Today in Hindu society, unmarried girls are still taught to worship Lord Śiva with the idea that they may get husbands like him. Lord Śiva is the ideal husband, not in the sense of riches or sense gratification, but because he is the greatest of all devotees. Vaiṣṇavānāṁ yathā śambhuḥ: Śambhu, or Lord Śiva, is the ideal Vaiṣṇava. He constantly meditates upon Lord Rāma and chants Hare Rāma, Hare Rāma, Rāma Rāma, Hare Hare. Lord Śiva has a Vaiṣṇava sampradāya, which is called the Viṣṇu Svāmī-sampradāya. Unmarried girls worship Lord Śiva so that they can expect a husband who is as good a Vaiṣṇava as he. The girls are not taught to select a husband who is very rich or very opulent for material sense gratification; rather, if a girl is fortunate enough to get a husband as good as Lord Śiva in devotional service, then her life becomes perfect. The wife is dependent on the husband, and if the husband is a Vaiṣṇava, then naturally she shares the devotional service of the husband because she renders him service.

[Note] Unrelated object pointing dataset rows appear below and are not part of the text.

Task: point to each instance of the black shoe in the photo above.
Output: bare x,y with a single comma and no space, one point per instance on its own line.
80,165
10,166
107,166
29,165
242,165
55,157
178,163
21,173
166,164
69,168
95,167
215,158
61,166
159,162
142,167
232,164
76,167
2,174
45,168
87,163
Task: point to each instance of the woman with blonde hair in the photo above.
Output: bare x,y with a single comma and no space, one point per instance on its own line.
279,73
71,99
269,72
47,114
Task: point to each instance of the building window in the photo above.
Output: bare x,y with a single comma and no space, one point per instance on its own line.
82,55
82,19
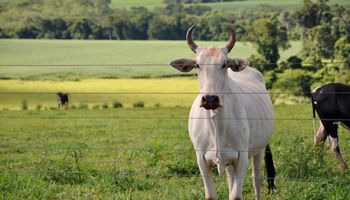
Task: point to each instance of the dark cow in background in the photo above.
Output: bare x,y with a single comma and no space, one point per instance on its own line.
332,104
62,100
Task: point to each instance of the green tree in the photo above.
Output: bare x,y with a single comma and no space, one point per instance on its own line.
296,81
269,37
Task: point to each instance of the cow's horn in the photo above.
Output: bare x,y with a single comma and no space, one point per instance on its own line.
231,41
190,42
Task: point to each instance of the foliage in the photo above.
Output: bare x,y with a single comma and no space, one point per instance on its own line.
295,81
268,37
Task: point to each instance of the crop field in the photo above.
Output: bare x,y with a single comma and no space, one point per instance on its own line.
145,153
236,5
76,60
98,92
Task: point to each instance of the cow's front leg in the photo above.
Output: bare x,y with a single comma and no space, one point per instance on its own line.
240,171
336,151
204,168
230,172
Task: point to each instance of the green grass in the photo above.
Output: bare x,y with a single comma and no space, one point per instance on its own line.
128,58
126,153
237,5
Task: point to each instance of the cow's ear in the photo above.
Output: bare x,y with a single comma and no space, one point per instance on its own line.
236,64
183,64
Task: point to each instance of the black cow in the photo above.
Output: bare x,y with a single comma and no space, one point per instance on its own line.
62,100
332,104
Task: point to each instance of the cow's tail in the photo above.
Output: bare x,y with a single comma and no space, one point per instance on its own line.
270,169
313,117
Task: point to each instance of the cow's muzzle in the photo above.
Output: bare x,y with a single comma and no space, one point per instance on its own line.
210,102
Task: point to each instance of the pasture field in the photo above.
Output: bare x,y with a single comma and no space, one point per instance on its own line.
167,92
75,60
145,153
236,5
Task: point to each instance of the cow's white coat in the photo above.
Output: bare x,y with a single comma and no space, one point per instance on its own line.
227,137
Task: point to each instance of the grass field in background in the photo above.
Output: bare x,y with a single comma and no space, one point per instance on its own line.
130,58
236,5
146,153
96,92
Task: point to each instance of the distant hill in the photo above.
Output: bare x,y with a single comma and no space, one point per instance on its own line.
236,5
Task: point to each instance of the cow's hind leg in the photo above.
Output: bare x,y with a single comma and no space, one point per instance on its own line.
336,151
230,176
320,136
256,174
204,168
332,129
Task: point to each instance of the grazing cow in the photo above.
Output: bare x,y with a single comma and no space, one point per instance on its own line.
62,100
332,104
230,120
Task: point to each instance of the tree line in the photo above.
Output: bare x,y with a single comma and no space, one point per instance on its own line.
95,19
323,30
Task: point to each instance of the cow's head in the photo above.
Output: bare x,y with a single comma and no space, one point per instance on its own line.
212,64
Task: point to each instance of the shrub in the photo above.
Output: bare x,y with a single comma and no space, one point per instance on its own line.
117,104
139,104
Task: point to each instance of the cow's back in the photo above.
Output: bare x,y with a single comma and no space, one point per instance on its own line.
258,106
332,100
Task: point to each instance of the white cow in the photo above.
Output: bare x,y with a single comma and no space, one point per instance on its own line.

-Śrīmad-Bhāgavatam 3.23.1 Purport
4. Why does Lord Śiva have snakes all over his body?
In order to get release from the false ego, one has to worship Saṅkarṣaṇa. Saṅkarṣaṇa is also worshiped through Lord Śiva; the snakes which cover the body of Lord Śiva are representations of Saṅkarṣaṇa, and Lord Śiva is always absorbed in meditation upon Saṅkarṣaṇa.
5. What is the position of Lord Śiva ?
In the Vāmana Purāṇa it is said that the same Viṣṇu expands Himself as Brahmā and Śiva to direct the different qualities.
Maheśvara, or Lord Śiva, is not an ordinary living being, nor is he equal to Lord Viṣṇu. Effectively comparing Lord Viṣṇu and Lord Śiva, the Brahma-saṁhitā says that Viṣṇu is like milk, whereas Śiva is like curd. Curd is nothing like milk, but nevertheless it is milk also.